Logan Riggs comments on Sparse autoencoders find composed features in small toy models

Logan Riggs 20 Mar 2024 22:09 UTC
1 point
0
Hey! Thanks for doing this research.
Lee Sharkey et al did a similar experiment a while back w/ much larger number of features & dimensions, & there were hyperaparameters that perfectly reconstructed the original dataset (this was as you predicted as N increases).
Hoagy still hosts a version of our replication here (though I haven’t looked at that code in a year!).
- Evan Anders 21 Mar 2024 18:00 UTC
  3 points
  2
  Parent
  Hi Logan! Thanks for pointing me towards that post—I’ve been meaning to get around to reading it in detail and just finally did. Glad to see that the large-N limit seems to get perfect reconstruction for at least one similar toy experiment!
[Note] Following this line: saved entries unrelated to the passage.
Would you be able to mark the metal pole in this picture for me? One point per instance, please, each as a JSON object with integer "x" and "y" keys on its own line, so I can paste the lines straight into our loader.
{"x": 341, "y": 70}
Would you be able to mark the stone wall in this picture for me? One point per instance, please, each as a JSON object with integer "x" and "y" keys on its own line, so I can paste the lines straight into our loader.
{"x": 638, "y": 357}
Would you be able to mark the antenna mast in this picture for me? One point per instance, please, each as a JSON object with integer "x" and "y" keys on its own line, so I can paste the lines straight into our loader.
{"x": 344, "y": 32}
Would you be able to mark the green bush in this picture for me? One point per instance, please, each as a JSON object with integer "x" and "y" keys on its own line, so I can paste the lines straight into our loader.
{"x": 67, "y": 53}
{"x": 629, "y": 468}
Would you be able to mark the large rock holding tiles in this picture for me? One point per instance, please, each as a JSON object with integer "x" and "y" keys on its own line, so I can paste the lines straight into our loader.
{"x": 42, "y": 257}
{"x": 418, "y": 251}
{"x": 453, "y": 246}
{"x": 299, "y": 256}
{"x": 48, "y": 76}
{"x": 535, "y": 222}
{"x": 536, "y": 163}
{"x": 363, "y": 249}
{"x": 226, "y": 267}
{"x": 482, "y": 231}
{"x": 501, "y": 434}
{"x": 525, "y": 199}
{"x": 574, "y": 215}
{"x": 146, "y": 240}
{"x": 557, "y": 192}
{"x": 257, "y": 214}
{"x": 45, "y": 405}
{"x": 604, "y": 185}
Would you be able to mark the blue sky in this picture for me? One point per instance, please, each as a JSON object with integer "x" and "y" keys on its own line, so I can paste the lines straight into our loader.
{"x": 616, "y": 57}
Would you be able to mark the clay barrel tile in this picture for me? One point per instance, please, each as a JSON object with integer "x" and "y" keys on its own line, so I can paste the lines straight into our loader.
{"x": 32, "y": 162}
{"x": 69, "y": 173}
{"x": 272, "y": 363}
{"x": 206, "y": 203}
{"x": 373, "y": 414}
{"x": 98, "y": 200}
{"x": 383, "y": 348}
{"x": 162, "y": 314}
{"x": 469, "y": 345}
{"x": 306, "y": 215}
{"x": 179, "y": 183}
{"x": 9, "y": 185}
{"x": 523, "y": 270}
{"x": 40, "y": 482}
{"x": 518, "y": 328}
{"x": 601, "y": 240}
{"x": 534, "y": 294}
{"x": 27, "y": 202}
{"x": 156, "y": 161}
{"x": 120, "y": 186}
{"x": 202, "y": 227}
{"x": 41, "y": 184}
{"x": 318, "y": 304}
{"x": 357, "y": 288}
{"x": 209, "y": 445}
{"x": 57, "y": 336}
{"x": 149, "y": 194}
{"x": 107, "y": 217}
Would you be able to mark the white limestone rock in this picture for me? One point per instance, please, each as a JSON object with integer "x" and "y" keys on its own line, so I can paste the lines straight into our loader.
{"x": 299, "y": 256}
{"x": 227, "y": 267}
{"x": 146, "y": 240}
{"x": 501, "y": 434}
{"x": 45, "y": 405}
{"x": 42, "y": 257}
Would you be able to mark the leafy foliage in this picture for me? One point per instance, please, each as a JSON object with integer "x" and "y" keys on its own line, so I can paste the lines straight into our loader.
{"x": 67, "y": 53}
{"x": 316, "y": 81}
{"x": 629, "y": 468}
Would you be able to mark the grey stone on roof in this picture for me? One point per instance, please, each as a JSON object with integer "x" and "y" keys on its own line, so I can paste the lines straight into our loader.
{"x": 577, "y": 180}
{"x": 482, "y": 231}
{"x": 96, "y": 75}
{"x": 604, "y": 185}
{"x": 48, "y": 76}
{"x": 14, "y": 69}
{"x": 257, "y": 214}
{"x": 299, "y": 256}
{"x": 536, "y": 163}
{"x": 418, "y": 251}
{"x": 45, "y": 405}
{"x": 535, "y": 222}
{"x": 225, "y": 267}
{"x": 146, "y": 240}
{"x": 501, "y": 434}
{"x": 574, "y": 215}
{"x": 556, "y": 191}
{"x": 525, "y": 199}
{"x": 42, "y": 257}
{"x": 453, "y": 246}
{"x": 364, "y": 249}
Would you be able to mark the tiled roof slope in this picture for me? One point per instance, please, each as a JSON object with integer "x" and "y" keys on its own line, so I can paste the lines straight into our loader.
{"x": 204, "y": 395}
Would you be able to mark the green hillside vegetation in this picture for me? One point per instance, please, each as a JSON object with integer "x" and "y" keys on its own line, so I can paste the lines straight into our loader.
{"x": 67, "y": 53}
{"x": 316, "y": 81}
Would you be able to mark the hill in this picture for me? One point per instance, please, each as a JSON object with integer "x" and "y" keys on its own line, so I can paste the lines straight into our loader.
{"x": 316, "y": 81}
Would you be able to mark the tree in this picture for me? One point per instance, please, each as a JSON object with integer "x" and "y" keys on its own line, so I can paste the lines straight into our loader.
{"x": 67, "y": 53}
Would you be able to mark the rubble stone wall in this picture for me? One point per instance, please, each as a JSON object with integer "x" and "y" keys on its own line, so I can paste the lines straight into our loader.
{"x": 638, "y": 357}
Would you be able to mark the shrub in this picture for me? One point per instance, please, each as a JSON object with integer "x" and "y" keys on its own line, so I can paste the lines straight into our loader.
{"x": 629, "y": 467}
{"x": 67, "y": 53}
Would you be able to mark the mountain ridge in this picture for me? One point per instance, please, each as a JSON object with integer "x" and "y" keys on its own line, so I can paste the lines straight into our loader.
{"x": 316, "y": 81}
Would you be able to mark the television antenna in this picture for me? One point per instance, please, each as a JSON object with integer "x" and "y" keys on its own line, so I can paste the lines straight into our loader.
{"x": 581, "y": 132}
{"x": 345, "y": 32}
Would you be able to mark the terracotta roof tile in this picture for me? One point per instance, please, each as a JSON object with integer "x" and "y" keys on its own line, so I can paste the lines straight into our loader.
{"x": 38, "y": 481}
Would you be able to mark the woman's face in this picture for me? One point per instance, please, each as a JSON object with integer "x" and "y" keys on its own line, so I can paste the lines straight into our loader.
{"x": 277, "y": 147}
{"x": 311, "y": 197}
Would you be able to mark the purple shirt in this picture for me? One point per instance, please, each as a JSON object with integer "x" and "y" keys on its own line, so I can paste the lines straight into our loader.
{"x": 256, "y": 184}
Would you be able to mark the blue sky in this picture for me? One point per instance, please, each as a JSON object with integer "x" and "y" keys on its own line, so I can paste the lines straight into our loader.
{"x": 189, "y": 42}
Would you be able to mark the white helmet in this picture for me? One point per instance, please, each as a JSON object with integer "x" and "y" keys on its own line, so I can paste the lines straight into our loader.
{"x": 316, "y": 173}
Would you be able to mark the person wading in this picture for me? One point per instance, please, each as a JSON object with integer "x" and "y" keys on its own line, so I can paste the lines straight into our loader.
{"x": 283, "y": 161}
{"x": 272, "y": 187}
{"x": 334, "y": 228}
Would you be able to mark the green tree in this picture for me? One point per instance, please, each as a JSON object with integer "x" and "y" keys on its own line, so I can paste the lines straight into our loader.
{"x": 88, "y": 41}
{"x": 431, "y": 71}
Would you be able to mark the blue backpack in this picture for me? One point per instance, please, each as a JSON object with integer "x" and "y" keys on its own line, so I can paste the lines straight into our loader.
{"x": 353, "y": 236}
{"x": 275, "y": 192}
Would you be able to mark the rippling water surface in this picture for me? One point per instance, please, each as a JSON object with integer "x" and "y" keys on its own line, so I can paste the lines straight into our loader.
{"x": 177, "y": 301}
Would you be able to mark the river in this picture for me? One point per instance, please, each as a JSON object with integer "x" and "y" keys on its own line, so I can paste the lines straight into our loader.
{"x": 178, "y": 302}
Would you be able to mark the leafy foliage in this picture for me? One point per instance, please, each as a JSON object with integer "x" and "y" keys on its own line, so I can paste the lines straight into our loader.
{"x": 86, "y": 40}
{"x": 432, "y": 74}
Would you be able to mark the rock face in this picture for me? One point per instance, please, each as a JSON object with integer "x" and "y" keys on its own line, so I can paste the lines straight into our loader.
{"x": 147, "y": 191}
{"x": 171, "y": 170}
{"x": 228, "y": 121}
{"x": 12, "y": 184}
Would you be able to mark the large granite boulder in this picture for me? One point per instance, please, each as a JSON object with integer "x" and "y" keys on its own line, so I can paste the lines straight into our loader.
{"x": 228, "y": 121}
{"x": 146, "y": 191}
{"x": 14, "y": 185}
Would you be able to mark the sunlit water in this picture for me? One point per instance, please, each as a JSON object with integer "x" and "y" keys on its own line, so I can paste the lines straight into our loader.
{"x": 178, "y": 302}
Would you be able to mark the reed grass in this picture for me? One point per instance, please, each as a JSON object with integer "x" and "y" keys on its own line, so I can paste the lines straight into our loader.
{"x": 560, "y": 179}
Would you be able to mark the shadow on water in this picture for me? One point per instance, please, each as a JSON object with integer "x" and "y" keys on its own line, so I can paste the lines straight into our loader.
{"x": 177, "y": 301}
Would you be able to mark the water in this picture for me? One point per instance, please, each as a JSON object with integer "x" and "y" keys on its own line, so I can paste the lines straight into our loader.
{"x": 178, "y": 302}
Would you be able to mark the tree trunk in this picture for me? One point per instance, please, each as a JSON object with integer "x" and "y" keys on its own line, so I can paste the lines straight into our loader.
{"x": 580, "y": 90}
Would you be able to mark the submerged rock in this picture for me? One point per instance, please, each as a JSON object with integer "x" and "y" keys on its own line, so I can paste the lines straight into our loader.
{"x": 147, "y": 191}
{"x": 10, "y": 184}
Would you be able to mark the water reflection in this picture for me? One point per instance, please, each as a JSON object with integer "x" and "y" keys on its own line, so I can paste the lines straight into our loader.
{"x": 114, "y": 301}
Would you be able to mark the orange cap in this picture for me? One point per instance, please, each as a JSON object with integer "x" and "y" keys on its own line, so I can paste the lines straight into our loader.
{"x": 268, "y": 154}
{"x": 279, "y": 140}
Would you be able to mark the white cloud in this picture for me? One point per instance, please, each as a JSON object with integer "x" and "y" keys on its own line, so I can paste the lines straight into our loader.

And thanks for sharing the replication code.
  I’m particularly keen to learn a bit more about the correlated features—did you (or do you know of anyone) who has studied toy models where they have a few features that are REALLY correlated with one another, and that basically never appear with other features? I’m wondering if such features could bring back the problem that we saw here, even in a very high-dimensional model / dataset. Most of the metrics in that post are averaged over all features, so don’t really differentiate between correlated or not, etc.
  - Logan Riggs 22 Mar 2024 4:17 UTC
    3 points
    1
    Parent
    Agreed. You would need to change the correlation code to hardcode feature correlations, then you can zoom in on those two features when doing the max cosine sim.